La Réole deviendra-t-elle la prochaine ville du livre et des arts ? L’implantation de Technè bookshop depuis un an dans cette commune va dans ce sens. C’est la troisième librairie spécialisée qui vient compléter les divers choix déjà en place (généraliste avec La folie en tête et un bouquiniste bordelais qui a deux boutiques à la Réole, La nuit des Rois) et sûrement pas la dernière… On y trouve principalement des ouvrages dédiés à l’architecture, à l’art et à l’artisanat.
En plus de cette librairie en ville, Technè est une plateforme numérique qui permet la vente en ligne et présente des contenus éditoriaux (dont des podcasts et des entretiens réalisés avec des architectes, des artisans et des artistes). Le but étant de diffuser, promouvoir et sensibiliser à la culture du bâti, aux savoir-faire et au patrimoine par les livres et l’édition.

J’ai rencontré Flora Bonnemé qui est à l’origine de ce concept très riche. Après avoir été architecte pendant dix ans, elle a travaillé à la librairie du centre Beaubourg à Paris avant de venir réaliser ce rêve dans notre région. La Réole est une ville qui bouge, avec de nombreux acteurs dynamiques autour du secteur de la culture. Flora a donc fait le pari de se lancer dans une petite commune prête à développer ce domaine. Elle m’a dit avoir orienté ses achats pour la librairie vers les livres iconiques pour les étudiants et les architectes, les livres importants dans ce domaine, les thématiques auxquelles elle était sensible.
Deux exemples de livres iconiques pour Flora et aussi à destination du grand public :
LES PIERRES SAUVAGES, DE FERNAND POUILLON
Ce roman se présente comme le journal d’un maître d’œuvre qui, au 12e siècle, édifia en Provence l’abbaye du Thoronet, exemple d’architecture cistercienne. Jour après jour, nous voyons ce moine constructeur aux prises avec la faiblesse des hommes et l’inertie des choses, harcelé par les éléments contraires, et plus encore, par ses propres contradictions. Il décrit la vie d’un chantier médiéval, les problèmes techniques, financiers ou doctrinaux que posait sa bonne marche, les solutions d’une étonnante modernité qui leur furent données. Cet ouvrage est aussi une réflexion passionnée sur les rapports du beau et du nécessaire, de l’ordre humain et de l’ordre naturel et de l’architecture.

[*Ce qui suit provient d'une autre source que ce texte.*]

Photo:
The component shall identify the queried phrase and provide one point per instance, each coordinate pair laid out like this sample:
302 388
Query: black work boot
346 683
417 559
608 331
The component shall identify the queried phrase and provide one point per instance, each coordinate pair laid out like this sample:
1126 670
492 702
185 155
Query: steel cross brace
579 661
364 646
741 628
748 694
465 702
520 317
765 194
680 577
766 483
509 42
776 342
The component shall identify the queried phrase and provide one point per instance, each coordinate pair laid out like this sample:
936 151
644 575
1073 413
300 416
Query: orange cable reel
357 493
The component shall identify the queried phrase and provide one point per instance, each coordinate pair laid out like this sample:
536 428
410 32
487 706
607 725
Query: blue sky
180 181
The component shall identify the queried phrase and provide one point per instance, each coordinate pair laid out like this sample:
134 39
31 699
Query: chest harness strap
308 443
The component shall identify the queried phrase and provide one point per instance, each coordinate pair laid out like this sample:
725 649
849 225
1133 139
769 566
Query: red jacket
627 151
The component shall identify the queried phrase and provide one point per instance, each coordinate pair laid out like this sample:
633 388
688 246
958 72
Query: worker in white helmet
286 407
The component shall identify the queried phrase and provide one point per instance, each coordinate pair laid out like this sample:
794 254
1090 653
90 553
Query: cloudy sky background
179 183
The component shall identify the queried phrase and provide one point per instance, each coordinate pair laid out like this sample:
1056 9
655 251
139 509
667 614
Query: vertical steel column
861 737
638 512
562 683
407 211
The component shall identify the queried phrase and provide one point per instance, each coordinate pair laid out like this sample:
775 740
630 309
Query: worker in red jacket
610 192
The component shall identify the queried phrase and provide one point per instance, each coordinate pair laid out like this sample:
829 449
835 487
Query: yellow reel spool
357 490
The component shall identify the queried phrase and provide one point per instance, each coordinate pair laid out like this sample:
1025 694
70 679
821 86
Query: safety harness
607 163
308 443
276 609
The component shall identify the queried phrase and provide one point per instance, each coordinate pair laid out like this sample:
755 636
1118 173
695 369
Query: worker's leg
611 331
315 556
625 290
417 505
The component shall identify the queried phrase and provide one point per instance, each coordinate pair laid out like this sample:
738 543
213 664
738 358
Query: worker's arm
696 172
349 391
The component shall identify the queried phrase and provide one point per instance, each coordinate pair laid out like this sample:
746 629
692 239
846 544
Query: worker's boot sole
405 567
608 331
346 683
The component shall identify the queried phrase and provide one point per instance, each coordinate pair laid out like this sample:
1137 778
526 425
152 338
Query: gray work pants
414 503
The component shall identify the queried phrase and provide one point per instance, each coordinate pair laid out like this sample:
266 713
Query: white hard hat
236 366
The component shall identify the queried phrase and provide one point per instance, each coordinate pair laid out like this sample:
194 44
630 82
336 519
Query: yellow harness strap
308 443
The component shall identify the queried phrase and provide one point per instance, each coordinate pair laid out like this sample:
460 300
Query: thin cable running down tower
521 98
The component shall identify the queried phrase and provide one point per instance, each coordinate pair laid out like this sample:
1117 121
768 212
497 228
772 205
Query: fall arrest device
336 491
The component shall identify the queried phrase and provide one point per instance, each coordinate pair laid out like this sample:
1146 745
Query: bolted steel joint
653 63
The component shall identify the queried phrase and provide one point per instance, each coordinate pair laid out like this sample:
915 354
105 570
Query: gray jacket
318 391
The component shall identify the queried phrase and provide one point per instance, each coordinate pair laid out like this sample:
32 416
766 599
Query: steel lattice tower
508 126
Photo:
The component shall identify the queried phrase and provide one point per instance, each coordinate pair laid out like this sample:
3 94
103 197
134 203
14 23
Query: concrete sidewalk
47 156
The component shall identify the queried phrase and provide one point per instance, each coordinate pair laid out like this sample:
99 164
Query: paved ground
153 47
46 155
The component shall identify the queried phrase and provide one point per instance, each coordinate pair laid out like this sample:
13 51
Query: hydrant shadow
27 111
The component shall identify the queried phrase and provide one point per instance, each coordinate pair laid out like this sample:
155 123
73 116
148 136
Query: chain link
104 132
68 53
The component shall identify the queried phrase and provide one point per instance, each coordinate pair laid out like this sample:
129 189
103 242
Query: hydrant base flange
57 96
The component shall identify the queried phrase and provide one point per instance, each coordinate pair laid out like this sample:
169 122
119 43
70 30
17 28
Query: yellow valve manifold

CE QUE SAIT LA MAIN : LA CULTURE DE L’ARTISANAT, DE RICHARD SENNETT
Ce livre volumineux de 400 pages ravira les lecteurs d’essais. Richard Sennett y propose une définition de l’artisanat beaucoup plus large que celle de « travail manuel spécialisé », et soutient que le programmateur informatique, l’artiste, et même le simple parent ou le citoyen font œuvre d’artisans. Il nous fait voyager à travers le temps et l’espace, des tailleurs de pierre de la Rome antique aux orfèvres de la Renaissance, des presses du Paris des Lumières aux fabriques de Londres et met en valeur le savoir-faire de l’artisan, cœur, source et moteur d’une société où primeraient l’intérêt général et la coopération. Et tandis que l’histoire a dressé à tort des frontières entre la tête et la main, la pratique et la théorie, l’artisan et l’artiste, et que notre société souffre de cet héritage, Richard Sennett prouve que « Faire, c’est penser ».

Quel est le public de cette librairie ?
Des curieux, des gens qui veulent faire des travaux, qui sont sensibles à la construction. Cela peut être aussi des touristes en promenade, ou des locaux qui veulent acheter un beau livre pour eux ou pour offrir.
Ce fut un plaisir de discuter avec Flora, jeune femme à la fois pétillante et sensible qui pourra, soyez en sûr, vous donner de bons conseils en architecture.